These poll results are disastrous for the Green Party and the Dublin support figure offers more cause for concern than the national figures does, given that the party main support lies there and given that five of the party’s six TDs represent Dublin constituencies. With the party’s support levels in its strongest region now effectively less than half of what it was in 2007 and with an expected fall-off in transfers from other party, the party simply is in a position where it is not in contention for a seat in any constituency, with the exception, maybe, of Galway West,
So who would be the main winners and losers in this scenario?

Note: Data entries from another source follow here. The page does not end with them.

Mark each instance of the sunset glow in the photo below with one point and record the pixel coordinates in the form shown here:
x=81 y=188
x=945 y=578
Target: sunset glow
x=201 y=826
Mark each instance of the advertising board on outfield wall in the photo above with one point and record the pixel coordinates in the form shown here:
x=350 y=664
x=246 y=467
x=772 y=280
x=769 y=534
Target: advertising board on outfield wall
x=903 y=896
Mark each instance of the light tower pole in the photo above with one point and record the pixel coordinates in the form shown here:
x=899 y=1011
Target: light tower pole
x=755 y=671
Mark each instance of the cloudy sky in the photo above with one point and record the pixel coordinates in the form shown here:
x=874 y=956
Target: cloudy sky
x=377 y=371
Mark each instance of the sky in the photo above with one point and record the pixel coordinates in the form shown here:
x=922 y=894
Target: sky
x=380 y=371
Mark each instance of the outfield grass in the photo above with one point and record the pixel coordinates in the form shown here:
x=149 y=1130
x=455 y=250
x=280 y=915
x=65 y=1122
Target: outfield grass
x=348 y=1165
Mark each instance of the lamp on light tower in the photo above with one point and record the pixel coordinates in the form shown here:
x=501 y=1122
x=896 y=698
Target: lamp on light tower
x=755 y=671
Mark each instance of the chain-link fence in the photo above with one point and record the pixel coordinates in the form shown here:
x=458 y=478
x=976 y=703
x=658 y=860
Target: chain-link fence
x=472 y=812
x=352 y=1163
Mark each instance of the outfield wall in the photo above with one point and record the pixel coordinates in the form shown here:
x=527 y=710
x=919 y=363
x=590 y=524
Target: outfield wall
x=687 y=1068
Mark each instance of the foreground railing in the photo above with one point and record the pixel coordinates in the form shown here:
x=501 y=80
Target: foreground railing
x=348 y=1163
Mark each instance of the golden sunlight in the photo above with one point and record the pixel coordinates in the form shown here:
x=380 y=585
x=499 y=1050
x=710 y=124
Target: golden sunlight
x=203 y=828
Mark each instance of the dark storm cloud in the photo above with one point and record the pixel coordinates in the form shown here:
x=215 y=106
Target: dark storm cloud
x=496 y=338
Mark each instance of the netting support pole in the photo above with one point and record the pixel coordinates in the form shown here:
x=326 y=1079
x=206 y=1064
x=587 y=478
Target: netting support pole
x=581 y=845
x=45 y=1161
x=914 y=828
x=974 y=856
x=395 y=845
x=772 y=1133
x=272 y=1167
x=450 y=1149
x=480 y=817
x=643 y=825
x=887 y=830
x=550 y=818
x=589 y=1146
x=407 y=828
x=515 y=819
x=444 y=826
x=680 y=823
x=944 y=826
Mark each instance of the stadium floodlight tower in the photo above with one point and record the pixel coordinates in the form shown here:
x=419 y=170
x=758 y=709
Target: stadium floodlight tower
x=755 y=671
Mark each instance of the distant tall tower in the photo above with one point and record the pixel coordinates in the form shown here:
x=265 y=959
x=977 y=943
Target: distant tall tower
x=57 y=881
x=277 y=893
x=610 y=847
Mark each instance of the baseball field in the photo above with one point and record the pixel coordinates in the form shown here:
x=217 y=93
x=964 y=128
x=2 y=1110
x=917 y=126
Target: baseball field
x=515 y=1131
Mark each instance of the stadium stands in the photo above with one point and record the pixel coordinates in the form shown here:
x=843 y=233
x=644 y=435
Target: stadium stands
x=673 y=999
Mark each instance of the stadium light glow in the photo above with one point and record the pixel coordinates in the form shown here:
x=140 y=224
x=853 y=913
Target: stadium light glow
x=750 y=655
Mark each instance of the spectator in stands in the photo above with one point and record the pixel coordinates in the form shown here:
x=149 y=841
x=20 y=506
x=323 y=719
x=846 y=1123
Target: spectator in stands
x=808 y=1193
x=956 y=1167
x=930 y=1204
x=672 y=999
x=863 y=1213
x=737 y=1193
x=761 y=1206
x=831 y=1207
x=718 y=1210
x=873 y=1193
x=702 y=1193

The simulation would predict the election of a raft of new Fine Gael and Labour TDs, such as John Paul Phelan (Carlow-Kilkenny), Fidelma Healy-Eames (Galway West) and Mairéad McGuinness (Louth) for Fine Gael, and Ann Phelan (Carlow-Kilkenny), Eric Byrne and Rebecca Moynihan (Dublin South Central), Eamonn Maloney (Dublin South West) and Alex White (Dublin South) for Labour. It also suggests that Sinn Fein would gains in constituencies such as Donegal North East (Padraig McLochlainn) and Donegal South West (Pearse Doherty), while Toireasa Ferris would be predicted to top the poll in Kerry North. On the other hand, the simulation suggest that a number of senior Fianna Fáil figures would lose their seats, including Pat Carey (Dublin North West), Brian Lenihan (Dublin West), Barry Andrews (Dún Laoghaire), Conor Lenihan (Dublin South West) and Seán Ardagh (Dublin South Central), with Mary Hanafin’s seat (Dún Laoghaire) also emerging as vulnerable.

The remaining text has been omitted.